St. Paul, MN (January 27, 2020) — According to AMT, the Association for Manufacturing Technology, although U.S. manufacturing technology orders fell 15 percent in November from the previous month to $320 million, current dollar volumes are still healthy compared to the average over the past ten years. AMT expects to see the manufacturing technology market pick up in the second half of 2020.
“This figure is in line with expectations we’ve had since January that 2019 spending would be about 20 percent lower than in 2018,” said Douglas K. Woods, president of AMT. “Given how strong a year 2018 was, current dollar volumes are still healthy compared to the average over the past ten years.”
He continued: “November’s drop in the dollar value of orders by 15 percent while units fell by only 3 percent reflects an aggressive move by sellers to reduce inventory before the end of year. The dollar volume would have been lower if not for the growth in orders for complex machines as larger manufacturers returned to the marketplace.

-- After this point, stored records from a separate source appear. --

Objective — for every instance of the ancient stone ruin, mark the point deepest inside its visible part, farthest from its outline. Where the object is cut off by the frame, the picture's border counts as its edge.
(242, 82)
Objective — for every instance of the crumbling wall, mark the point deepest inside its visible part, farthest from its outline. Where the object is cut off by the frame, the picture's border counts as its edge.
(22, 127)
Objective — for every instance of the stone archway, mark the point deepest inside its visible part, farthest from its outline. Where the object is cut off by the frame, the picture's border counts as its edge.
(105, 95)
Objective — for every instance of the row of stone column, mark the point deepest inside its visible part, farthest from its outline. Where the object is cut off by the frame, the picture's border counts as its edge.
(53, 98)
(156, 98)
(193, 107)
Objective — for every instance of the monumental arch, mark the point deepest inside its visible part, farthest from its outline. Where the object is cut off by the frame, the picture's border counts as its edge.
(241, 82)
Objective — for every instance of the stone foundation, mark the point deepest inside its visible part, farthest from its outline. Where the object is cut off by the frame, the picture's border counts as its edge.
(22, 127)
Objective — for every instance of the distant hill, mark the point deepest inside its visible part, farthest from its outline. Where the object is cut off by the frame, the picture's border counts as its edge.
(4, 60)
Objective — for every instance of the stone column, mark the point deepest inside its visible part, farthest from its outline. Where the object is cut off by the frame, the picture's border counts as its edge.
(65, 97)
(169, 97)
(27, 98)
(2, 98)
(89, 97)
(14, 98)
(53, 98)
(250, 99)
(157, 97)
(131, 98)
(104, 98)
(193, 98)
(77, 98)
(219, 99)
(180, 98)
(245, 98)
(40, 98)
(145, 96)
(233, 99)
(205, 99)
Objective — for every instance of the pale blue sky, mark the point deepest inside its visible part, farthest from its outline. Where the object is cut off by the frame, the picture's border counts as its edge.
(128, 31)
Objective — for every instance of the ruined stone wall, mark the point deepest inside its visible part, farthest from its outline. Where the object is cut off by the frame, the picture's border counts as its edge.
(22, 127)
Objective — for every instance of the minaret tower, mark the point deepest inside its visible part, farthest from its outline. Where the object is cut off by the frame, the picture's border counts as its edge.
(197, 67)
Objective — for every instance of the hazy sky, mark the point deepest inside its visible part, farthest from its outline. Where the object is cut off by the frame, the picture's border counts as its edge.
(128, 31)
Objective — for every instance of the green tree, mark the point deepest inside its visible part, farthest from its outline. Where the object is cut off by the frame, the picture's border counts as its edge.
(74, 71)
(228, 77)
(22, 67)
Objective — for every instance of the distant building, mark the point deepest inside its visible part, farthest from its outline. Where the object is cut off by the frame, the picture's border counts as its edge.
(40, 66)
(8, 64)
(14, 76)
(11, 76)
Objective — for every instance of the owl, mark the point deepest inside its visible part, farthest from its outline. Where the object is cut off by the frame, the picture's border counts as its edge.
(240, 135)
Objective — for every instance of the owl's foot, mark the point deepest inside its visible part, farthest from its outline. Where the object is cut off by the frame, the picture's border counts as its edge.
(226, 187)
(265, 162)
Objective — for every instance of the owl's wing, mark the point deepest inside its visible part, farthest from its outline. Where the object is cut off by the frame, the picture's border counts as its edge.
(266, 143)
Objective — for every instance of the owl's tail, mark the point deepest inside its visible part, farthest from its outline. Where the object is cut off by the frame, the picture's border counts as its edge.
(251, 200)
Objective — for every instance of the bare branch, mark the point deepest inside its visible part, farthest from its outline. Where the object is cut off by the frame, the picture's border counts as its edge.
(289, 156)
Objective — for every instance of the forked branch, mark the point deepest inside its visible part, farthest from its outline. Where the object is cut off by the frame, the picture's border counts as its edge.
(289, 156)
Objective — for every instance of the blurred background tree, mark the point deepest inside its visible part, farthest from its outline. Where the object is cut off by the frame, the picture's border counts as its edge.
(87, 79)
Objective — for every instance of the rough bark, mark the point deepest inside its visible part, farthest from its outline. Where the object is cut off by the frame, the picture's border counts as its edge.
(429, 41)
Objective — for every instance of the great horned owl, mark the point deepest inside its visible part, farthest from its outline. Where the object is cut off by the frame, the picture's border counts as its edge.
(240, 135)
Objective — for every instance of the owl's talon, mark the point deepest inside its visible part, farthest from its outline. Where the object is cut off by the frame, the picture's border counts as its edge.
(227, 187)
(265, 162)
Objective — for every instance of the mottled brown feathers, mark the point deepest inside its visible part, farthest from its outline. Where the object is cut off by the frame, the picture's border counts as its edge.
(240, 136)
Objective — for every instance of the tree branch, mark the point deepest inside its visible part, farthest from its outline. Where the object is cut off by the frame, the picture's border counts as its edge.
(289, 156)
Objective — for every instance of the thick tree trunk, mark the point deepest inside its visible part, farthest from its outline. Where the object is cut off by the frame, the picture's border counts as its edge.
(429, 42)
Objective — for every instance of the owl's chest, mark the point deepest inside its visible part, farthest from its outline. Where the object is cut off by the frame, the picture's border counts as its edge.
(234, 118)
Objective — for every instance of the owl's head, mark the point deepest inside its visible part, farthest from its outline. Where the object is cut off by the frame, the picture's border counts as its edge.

“Another contributing factor to lower November orders was the tax reform enacted in 2017, which established a clear set of rules on tax incentives through 2022. This created a stability that has leveled investments in capital equipment across the year and eliminated the year-end rush to place orders.
“We expect to see the manufacturing technology market pick up in the second half of 2020 for several reasons. The U.S.-China trade deal, which will significantly increase Chinese imports of U.S. agricultural products, will lead to increased investment for agriculture equipment. Anticipated approval of USMCA will increase trade throughout North America and lead to new investment in key capital-intensive industries.”